Keywords: Glycogen storage disease, granulocyte colony-stimulating factor, hypoglycemia, splenomegaly
Introduction
Glycogen storage disease type Ib is a rare metabolic disorder causing hepatomegaly, hypoglycemia and lactic acidosis. [1] Neutropenia, neutrophil dysfunction, recurrent infections and enterocolitis are additional important features. GSD Ib is caused by mutations in G6PT1, the gene for glucose-6-phosphate transporter, a transmembrane protein of the endoplasmic reticulum of neutrophils and other cells. [2–4] The mutations in the glucose-6-phosphate transporter impair the survival of neutrophils and also blunt their metabolic burst associated phagocytosis. [5]

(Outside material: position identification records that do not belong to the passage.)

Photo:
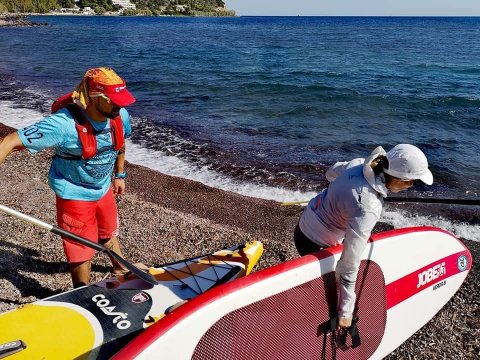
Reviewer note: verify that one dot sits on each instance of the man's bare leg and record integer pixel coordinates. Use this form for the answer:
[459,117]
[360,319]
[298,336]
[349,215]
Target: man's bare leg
[80,272]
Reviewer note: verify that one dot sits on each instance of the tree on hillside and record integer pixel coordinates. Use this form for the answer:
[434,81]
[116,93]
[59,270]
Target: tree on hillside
[68,4]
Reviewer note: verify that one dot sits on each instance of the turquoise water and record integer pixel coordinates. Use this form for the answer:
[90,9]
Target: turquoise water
[272,100]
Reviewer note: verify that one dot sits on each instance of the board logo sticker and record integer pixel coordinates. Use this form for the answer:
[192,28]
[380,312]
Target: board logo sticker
[140,297]
[120,319]
[462,263]
[431,274]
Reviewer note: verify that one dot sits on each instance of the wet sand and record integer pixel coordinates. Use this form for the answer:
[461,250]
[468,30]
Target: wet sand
[165,218]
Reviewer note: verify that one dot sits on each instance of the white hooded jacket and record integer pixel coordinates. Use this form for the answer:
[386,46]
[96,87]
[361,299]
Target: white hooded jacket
[346,212]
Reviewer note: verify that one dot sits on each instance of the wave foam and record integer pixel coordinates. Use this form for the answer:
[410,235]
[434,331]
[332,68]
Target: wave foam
[401,218]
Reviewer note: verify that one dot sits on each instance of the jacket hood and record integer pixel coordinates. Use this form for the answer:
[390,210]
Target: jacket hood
[376,182]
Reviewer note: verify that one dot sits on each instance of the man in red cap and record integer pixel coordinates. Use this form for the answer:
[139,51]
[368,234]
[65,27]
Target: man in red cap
[87,129]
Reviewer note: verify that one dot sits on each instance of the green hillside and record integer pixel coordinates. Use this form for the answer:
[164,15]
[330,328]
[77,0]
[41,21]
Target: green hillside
[144,7]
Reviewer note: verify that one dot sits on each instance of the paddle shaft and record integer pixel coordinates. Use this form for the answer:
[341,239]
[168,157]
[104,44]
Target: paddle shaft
[79,239]
[433,201]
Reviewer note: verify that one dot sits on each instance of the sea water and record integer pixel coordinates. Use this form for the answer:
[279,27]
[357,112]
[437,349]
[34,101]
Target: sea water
[264,105]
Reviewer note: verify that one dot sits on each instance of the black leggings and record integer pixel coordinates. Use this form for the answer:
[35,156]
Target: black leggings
[303,244]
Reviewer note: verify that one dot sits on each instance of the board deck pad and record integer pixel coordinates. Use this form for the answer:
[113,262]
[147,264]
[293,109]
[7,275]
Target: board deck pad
[304,312]
[95,321]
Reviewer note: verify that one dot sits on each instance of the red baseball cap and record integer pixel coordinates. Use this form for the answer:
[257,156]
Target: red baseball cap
[105,81]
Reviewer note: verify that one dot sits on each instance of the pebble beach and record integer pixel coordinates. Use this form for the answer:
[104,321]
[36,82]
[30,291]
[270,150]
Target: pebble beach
[165,218]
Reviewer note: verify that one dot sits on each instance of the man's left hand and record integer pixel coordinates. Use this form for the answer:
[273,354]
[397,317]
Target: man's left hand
[118,186]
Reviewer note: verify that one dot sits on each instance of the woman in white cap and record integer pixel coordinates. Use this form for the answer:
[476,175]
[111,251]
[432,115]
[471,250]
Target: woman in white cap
[349,208]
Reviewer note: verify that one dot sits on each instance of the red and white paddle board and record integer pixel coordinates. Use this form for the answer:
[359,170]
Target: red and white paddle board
[406,276]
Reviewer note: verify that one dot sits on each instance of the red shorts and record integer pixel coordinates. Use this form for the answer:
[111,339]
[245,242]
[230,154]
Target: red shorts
[93,220]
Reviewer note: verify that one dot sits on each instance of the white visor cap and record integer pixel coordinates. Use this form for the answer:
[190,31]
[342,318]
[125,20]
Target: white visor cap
[407,162]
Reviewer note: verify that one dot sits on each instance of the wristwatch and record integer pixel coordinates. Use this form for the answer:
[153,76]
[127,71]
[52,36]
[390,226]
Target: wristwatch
[121,175]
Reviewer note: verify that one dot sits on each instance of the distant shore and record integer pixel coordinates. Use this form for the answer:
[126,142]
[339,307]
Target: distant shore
[17,20]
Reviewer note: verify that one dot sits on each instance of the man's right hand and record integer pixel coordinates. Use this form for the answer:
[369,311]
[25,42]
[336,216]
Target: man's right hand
[344,322]
[8,144]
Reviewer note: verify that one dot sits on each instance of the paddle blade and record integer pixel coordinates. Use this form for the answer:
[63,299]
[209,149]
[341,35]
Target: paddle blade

Granulocyte colony-stimulating factor (G-CSF) is a hematopoietic growth factor essential for the production and maintenance of the normal supply of blood neutrophils. [6] Administered pharmacologically, it stimulates neutrophil production and accelerates their release into the blood, thereby increasing blood neutrophil counts. [7] G-CSF has anti-apoptotic effects, promoting the survival of neutrophils and primes these cells for an enhanced metabolic burst through activation of the serine-threonine kinase and STAT kinase pathways. [8] In vivo treatment with G-CSF increases glucose transport across the cell membrane, increases accumulation of cytoplasmic glycogen, and increases the production of granule enzymes and numerous other cellular proteins through changes in gene expression. [9]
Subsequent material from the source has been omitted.